Zombie companies are defined as corporate underachievers overdosed on cheap credit.
Kolkata: The number of “zombie companies” is on the rise globally. But the rate of growth of such companies is even more alarming in India and that may eventually derail the economy. At least that’s what a recent report by Nikkei Asian Review indicated. It has defined 'zombie companies' as corporate underachievers overdosed on cheap credit. India in fact has emerged as the leader among the Asian companies, when it comes to rise of zombie companies, as per the report.
“In Asia, where debt has risen markedly over the past several years, India is the leader with 617 zombie companies in 2018, followed by China with 431, South Korea with 371 and Taiwan with 327. In Japan, the number of zombie companies is relatively low at 109 because Japanese companies tend to have low debt levels,” the Nikkei Asian Review report said.
Interestingly, Nikkei examined the financial health of about 26,000 listed companies in Japan, the US, Europe, China and Asia (including India), excluding financial institutions, using data from QUICK FactSet. The findings are ominous. The number unable to cover debt-servicing costs from operating profits for at least three consecutive years hit about 5,300 in fiscal 2018, accounting for 20 per cent of the total, compared to 14 per cent of the total of 18,000 listed companies in 2008.

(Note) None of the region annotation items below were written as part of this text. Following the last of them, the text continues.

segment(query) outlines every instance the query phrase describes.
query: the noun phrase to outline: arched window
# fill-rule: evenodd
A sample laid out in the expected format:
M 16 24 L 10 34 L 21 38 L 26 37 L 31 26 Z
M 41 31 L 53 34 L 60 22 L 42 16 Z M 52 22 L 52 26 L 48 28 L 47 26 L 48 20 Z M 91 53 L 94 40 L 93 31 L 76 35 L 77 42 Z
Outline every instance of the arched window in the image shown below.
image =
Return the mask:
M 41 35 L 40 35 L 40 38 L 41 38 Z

“The ratio of zombie companies has risen especially fast in India, Indonesia and South Korea. They accounted for 26 per cent of the total in India, up 13 points from a decade earlier; 24 per cent in Indonesia, up 11 points; and 18 per cent in South Korea, up 4 points. In India, many power companies of major conglomerates have loaded up on debt, including Adani Power, a member of Adani Group, and Reliance Power, a unit of Reliance ADA Group,” said the Nikkei Asian Review.
In South Korea, a number of companies belonging to conglomerates such as Samsung and Hyundai have become zombies.
The global scenario is nothing to write home about either. Going by what the Nikkei research says, globally, the number of companies that do not generate sufficient profits to cover their interest payments and survive only by repeatedly refinancing their loans has doubled in a decade to constitute a fifth of all corporations.